At this scale the scatter is dense — we dial point size + alpha down so the KDE contour still reads through. Labels are all radial so the 44 cell types don't collide.

a100k = ov.read('data/'+fetch('airway100k'))

a100k

ov.pl.plot1cell(

    a100k, clusters='cell_type', basis='X_umap',

    tracks=['disease', 'tissue', 'assay', 'sex',

            'self_reported_ethnicity'],

    point_size=1, point_alpha=0.25,

    figsize=(11, 11), label_fontsize=6,

)

Scale 4 — 200 k cells (Lung all cells and nuclei)

193 108 cells × 60 fine cell types — we use the curator's mid-level collapse Celltypes_master_higher_immune (23 types) to keep the ring readable.
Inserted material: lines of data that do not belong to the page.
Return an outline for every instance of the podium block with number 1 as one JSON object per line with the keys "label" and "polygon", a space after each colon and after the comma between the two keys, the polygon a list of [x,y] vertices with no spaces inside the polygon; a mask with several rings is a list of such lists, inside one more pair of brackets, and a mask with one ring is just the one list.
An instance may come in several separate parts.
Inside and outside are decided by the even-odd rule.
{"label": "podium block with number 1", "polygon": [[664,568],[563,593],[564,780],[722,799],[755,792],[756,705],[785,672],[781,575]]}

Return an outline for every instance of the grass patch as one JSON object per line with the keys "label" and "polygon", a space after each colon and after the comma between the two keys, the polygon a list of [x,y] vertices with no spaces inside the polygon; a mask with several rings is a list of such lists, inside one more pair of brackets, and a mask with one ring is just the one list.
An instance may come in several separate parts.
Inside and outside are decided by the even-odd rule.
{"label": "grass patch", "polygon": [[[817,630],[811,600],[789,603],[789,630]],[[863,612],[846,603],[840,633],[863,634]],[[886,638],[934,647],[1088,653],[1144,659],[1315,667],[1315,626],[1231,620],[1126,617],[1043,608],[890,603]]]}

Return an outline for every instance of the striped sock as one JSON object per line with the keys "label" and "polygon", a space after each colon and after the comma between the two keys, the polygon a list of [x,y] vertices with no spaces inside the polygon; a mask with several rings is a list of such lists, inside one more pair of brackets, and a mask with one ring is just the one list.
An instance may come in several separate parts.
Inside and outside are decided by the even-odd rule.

Six tracks: smoking status, BMI range, age range, tissue sub-region, assay, sex.

The full file is ~2 GB. If RAM is tight, you can subsample: adata = adata[np.random.choice(adata.n_obs, 50_000, replace=False)]. The KDE contour is still smooth at 50k sampled points.

a200k = ov.read('data/'+fetch('lung200k'))

# Keep fewer genes to reduce memory — plot1cell only needs obsm + obs

a200k = a200k[:, :200].copy()

a200k

ov.pl.plot1cell(

    a200k, clusters='Celltypes_master_higher_immune',

    basis='X_umap_Harmony_scDonor_snBatch',

    tracks=['Smoking status', 'BMI range', 'Age range',

            'tissue', 'assay', 'sex'],

    point_size=0.8, point_alpha=0.2,

    figsize=(12, 12), label_fontsize=8,

)

Key parameters

Parameter	Purpose
`clusters`	obs column with the cluster label (required).
`basis`	obsm key, default `'X_umap'`. Any 2-D embedding works (`X_tSNE`, `X_pca`, harmony UMAPs, …).
`tracks`	list of obs columns → one concentric ring each, coloured by the run-length composition within each cluster sector. No hard limit; 6 rings render fine.
`coord_scale`	how much of the unit circle the scatter fills (0–1, default 0.8).
`contour_levels`	KDE levels to overlay; `None` disables.
`label_orient`	`'auto'` (default) \	`'tangent'` \	`'radial'`. Auto uses tangent for ≤10 clusters (classic R look) and radial above that so labels never overlap.
`gap_between_deg`, `gap_start_deg`	angular gaps between sectors (2°) and at the start of the circle (12°) — match the R convention.
`cluster_palette`, `track_palette`	override the default `ov` palette. Accepts a colormap name or a list of colors.
`bg_color`	canvas colour (default the R parchment `'#F9F2E4'`). Use `'white'` for a plain look.
`point_size`, `point_alpha`	for dense scatters (> 50k points) drop both to keep the KDE contour visible through the cloud.
`return_data=True`	also return the per-cell dataframe used internally.